New Discohat design

There is a new version of Discohat in the works. The previous one suffered from reliability issues due to ghost triggers of the GPIO pins and corrupted 40-pin header.

The ghost triggers are very common due to the was Raspberry Pi is designed. GPIO pins have no real hysteresis and therefore when the voltage changes the GPIO pins may fire rapidly. Typically we would get one ghost trigger about once in every 2 hours. The remedy was to use software to read the pin again 3 times to see if the state really had changed. But in the new design I decided to use Schmitt trigger hardware for all input pins. This should work reliably.
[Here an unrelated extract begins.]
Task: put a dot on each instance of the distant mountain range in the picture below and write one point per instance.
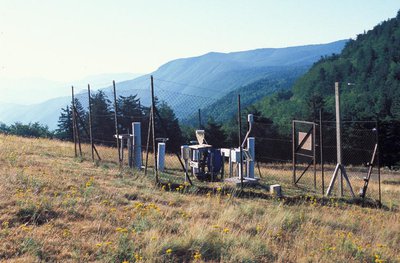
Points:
(210, 77)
The 40 pin connector had a clever design that allowed you to use Discohat on 26 pin units and 40 pin units. But the bad thing was that it was not relieble. Sometimes the contact was flimsy and it affected the operations. To fix this the new Discohat comes with soldered 40 pin connectors that are stackable.

The reason I need stackable 40 pin connectors is to use dedicated audio boards with Discohat. You can of course just use the 3.5mm socket with default audio. But sometimes you need audiophile quality. My problem has been humm sounds caused by connecting audio with common ground. So I did get a floating audio card where the sound is completely isolated from the power of the pi. With floating audio and balanced XLR cables the sound should not have much noise. At the same time the sampling frequency of the audio is 92kHz to allow for a little better quality overall. Obviously you can use any kind of audio. It depends on your needs.

The new Discohat is still optically isolated from the Raspberry Pi. This is to eliminate static noise that is always present on stage due to hot lights, nylon clothing and long wires.